Deployment & Execution
Spark has a SparkContext object to talk with cluster managers, which then allocate resources for the application. Currently Spark supports three types of cluster managers: Spark standalone, Apache Mesos and Hadoop YARN. Besides these, Spark has a script for launching in Amazon EC2.
Samza supports YARN and local execution currently. There is also Mesos support being integrating.
Isolation
Spark Streaming and Samza have the same isolation. Spark Streaming depends on cluster managers (e.g Mesos or YARN) and Samza depend on YARN/Mesos to provide processor isolation. Different applications run in different JVMs. Data cannot be shared among different applications unless it is written to external storage. Since Samza provides out-of-box Kafka integration, it is very easy to reuse the output of other Samza jobs (see here).
Language Support
Spark Streaming is written in Java and Scala and provides Scala, Java, and Python APIs. Samza is written in Java and Scala and has a Java API.
Workflow
In Spark Streaming, you build an entire processing graph with a DSL API and deploy that entire graph as one unit. The communication between the nodes in that graph (in the form of DStreams) is provided by the framework. That is a similar to Storm.
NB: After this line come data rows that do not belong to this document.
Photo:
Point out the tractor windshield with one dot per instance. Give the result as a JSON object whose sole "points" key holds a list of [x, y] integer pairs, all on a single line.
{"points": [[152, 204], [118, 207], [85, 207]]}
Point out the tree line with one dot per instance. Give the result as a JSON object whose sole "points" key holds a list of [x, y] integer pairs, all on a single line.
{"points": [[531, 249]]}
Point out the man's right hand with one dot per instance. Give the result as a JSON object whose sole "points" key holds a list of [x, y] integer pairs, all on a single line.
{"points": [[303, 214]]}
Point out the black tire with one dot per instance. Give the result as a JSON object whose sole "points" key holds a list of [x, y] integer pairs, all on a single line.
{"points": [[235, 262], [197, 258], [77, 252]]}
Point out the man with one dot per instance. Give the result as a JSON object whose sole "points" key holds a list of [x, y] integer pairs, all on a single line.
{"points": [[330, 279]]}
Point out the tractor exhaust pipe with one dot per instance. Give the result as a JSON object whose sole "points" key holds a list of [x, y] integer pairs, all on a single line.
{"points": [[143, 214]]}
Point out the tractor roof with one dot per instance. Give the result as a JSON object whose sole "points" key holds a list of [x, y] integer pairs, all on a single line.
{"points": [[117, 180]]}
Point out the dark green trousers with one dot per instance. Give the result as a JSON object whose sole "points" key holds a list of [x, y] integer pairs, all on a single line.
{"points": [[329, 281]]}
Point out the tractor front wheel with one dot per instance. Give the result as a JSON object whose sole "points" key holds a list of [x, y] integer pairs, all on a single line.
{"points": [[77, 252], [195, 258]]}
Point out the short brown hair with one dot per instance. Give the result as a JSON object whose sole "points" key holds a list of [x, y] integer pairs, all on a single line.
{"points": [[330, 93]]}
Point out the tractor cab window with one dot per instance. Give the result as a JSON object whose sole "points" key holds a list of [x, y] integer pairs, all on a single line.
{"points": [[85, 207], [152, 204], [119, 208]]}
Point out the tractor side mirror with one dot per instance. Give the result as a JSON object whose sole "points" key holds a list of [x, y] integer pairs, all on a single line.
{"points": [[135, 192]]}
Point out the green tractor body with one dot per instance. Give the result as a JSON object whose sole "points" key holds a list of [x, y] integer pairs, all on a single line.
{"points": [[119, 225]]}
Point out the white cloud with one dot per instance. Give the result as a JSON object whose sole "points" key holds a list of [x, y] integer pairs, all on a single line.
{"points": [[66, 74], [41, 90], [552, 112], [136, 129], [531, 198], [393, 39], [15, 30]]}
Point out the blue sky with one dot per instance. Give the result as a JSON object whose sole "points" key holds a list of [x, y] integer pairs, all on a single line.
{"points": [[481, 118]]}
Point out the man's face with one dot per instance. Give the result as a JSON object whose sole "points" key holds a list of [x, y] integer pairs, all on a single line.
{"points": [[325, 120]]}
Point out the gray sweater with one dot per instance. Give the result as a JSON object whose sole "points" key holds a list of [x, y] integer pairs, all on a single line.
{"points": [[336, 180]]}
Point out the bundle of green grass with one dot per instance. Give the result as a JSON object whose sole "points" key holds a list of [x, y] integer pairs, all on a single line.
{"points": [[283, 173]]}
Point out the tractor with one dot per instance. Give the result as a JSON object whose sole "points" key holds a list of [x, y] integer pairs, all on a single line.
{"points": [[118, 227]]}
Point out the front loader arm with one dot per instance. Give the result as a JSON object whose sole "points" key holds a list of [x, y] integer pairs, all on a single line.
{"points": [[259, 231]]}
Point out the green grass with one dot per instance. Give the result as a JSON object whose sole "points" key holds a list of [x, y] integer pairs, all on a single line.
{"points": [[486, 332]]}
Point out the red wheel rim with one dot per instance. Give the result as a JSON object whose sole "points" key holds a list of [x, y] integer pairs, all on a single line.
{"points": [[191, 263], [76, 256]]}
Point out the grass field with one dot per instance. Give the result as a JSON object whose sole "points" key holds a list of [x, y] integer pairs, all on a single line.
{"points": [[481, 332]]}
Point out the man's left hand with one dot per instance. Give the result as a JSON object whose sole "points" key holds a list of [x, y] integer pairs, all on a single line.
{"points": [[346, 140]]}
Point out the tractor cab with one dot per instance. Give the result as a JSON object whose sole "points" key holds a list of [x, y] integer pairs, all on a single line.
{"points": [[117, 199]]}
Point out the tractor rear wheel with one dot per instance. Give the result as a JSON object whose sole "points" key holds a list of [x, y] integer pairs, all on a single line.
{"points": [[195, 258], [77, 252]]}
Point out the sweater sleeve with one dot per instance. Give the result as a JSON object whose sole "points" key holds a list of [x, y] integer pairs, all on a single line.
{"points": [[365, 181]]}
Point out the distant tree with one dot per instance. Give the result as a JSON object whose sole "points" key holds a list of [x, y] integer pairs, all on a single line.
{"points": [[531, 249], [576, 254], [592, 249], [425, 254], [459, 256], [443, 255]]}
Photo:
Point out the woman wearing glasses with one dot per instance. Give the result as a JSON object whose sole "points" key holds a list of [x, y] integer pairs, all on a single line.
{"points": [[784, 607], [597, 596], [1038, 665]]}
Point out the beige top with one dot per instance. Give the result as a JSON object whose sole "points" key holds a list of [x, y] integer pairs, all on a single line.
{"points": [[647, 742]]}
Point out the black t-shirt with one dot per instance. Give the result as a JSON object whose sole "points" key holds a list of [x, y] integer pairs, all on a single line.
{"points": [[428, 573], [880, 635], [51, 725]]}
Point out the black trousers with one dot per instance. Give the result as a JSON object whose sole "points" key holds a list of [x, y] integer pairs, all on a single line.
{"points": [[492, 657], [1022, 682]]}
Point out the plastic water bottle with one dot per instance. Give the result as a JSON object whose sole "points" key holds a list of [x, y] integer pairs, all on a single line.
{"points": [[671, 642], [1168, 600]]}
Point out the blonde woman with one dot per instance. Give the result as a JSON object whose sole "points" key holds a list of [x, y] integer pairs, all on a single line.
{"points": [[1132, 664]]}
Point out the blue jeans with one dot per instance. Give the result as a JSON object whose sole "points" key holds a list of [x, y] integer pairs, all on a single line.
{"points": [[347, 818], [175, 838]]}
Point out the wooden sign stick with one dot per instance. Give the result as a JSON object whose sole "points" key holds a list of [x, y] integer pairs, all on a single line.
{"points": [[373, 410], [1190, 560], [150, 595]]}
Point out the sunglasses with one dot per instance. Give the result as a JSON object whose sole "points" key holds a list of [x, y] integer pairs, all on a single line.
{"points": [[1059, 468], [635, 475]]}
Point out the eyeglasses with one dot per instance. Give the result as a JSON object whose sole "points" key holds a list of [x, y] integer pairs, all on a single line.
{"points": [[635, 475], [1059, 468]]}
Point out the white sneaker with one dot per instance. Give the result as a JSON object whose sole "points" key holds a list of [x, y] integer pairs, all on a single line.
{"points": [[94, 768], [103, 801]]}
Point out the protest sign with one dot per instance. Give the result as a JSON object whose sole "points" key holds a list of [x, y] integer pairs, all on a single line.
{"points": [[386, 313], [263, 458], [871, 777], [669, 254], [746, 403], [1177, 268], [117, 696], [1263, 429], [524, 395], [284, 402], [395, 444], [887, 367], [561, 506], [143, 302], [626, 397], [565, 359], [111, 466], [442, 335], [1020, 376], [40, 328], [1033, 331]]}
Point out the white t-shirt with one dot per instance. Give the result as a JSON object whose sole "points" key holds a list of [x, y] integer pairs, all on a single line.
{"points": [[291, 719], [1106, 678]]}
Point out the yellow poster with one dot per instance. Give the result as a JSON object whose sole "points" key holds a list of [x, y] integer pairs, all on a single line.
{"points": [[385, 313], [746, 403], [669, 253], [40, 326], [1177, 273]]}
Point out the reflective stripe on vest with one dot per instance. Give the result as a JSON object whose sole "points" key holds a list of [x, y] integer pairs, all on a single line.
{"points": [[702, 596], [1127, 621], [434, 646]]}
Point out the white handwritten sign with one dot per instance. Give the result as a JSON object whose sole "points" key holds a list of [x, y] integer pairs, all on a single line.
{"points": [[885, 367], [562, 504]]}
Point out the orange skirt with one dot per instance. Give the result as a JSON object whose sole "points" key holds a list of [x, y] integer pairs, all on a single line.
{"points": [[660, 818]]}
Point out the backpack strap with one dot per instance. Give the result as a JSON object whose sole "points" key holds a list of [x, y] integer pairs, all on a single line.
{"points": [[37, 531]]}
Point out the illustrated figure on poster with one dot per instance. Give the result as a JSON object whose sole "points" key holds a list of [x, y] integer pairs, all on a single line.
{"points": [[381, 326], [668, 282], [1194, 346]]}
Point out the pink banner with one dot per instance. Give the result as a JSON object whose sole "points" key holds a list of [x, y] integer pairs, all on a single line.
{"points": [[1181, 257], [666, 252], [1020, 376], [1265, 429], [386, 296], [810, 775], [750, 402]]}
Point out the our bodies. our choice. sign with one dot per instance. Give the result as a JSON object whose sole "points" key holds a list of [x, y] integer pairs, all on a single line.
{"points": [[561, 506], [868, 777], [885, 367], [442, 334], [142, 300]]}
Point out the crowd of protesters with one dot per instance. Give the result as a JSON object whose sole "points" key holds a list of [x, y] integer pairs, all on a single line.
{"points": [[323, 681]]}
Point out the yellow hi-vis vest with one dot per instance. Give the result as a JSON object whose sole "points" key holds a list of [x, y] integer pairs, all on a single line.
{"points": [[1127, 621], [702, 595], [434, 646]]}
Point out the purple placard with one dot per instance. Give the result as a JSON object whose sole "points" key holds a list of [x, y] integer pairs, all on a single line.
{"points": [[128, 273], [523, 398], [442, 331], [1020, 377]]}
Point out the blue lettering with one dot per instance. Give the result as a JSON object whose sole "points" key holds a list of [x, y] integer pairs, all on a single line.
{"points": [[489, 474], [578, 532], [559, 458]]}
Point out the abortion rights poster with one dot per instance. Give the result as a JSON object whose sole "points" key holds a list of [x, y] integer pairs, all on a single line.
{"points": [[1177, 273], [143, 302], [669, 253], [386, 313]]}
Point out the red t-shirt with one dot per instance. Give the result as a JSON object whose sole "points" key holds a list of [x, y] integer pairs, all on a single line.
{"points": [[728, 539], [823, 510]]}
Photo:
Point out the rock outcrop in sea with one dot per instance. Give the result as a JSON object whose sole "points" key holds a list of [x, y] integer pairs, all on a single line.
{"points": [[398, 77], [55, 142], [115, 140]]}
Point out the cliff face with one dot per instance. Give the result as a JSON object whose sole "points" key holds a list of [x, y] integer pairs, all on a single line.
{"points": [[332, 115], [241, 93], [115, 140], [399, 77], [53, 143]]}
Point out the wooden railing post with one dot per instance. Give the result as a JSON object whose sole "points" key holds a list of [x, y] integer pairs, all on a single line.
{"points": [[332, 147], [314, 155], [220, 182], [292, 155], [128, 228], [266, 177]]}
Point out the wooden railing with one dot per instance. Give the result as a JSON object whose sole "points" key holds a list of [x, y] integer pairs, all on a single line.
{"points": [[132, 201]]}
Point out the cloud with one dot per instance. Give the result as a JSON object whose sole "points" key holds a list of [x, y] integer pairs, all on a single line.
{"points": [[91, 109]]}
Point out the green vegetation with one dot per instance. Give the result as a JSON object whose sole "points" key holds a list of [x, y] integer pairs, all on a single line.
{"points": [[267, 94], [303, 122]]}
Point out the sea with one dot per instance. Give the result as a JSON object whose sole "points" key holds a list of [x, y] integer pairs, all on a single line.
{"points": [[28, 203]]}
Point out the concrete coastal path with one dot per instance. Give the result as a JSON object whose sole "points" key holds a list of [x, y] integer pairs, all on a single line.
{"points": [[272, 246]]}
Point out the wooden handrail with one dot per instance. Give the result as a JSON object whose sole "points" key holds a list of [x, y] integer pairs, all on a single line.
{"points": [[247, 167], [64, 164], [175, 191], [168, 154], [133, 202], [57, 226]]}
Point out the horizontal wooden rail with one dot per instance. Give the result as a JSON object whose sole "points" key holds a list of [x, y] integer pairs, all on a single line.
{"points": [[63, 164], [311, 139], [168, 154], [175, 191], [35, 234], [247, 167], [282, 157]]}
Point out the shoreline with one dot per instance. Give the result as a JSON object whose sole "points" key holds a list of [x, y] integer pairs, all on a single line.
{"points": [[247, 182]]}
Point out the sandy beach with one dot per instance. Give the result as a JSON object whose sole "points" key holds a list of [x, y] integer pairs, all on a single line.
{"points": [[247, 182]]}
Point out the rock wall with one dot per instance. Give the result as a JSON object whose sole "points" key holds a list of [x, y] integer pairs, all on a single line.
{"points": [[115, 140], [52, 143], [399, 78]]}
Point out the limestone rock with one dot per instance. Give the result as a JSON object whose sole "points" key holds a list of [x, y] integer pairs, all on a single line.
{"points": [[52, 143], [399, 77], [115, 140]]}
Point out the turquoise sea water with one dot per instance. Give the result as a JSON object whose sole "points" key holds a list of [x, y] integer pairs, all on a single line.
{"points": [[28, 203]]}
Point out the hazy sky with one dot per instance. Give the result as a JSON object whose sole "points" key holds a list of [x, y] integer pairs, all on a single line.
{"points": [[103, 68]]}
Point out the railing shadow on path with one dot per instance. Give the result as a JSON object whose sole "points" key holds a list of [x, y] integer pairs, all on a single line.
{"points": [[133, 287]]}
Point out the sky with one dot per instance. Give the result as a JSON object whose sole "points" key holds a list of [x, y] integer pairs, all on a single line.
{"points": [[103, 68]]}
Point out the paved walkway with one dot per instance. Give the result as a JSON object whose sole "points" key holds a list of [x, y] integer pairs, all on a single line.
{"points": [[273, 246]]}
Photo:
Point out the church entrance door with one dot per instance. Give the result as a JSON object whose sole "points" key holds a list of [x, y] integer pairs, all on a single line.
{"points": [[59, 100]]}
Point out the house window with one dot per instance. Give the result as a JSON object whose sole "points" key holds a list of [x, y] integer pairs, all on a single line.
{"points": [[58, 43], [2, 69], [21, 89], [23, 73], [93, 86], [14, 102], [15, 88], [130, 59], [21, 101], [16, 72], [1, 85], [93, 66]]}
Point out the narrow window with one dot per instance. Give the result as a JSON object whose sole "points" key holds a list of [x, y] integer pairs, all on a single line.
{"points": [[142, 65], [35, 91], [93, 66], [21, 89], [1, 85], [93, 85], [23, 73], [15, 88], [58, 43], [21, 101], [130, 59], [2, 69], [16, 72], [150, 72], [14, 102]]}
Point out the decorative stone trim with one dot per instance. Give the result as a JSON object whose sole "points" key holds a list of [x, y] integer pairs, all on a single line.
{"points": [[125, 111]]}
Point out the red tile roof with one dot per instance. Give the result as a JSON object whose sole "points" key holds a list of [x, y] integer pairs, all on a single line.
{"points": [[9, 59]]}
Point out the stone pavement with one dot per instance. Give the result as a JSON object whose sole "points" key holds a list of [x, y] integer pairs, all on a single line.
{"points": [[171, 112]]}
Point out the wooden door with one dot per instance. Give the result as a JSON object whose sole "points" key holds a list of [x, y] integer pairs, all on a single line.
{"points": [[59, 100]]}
Samza is totally different – each job is just a message-at-a-time processor, and there is no framework support for topologies. Output of a processing task always needs to go back to a message broker (e.g. Kafka).
A positive consequence of Samza’s design is that a job’s output can be consumed by multiple unrelated jobs, potentially run by different teams, and those jobs are isolated from each other through Kafka’s buffering. That is not the case with Storm’s and Spark Streaming’s framework-internal streams.
Although a Storm/Spark Streaming job could in principle write its output to a message broker, the framework doesn’t really make this easy. It seems that Storm/Spark aren’t intended to used in a way where one topology’s output is another topology’s input. By contrast, in Samza, that mode of usage is standard.
Maturity
Spark has an active user and developer community, and recently releases 1.3.1 version. It has a list of companies that use it on its Powered by page. Since Spark contains Spark Streaming, Spark SQL, MLlib, GraphX and Bagel, it’s tough to tell what portion of companies on the list are actually using Spark Streaming, and not just Spark.
Samza is still young, but has just released version 0.9.0. It has a responsive community and is being developed actively. That said, it is built on solid systems such as YARN and Kafka. Samza is heavily used at LinkedIn and other companies. we hope others will find it useful as well.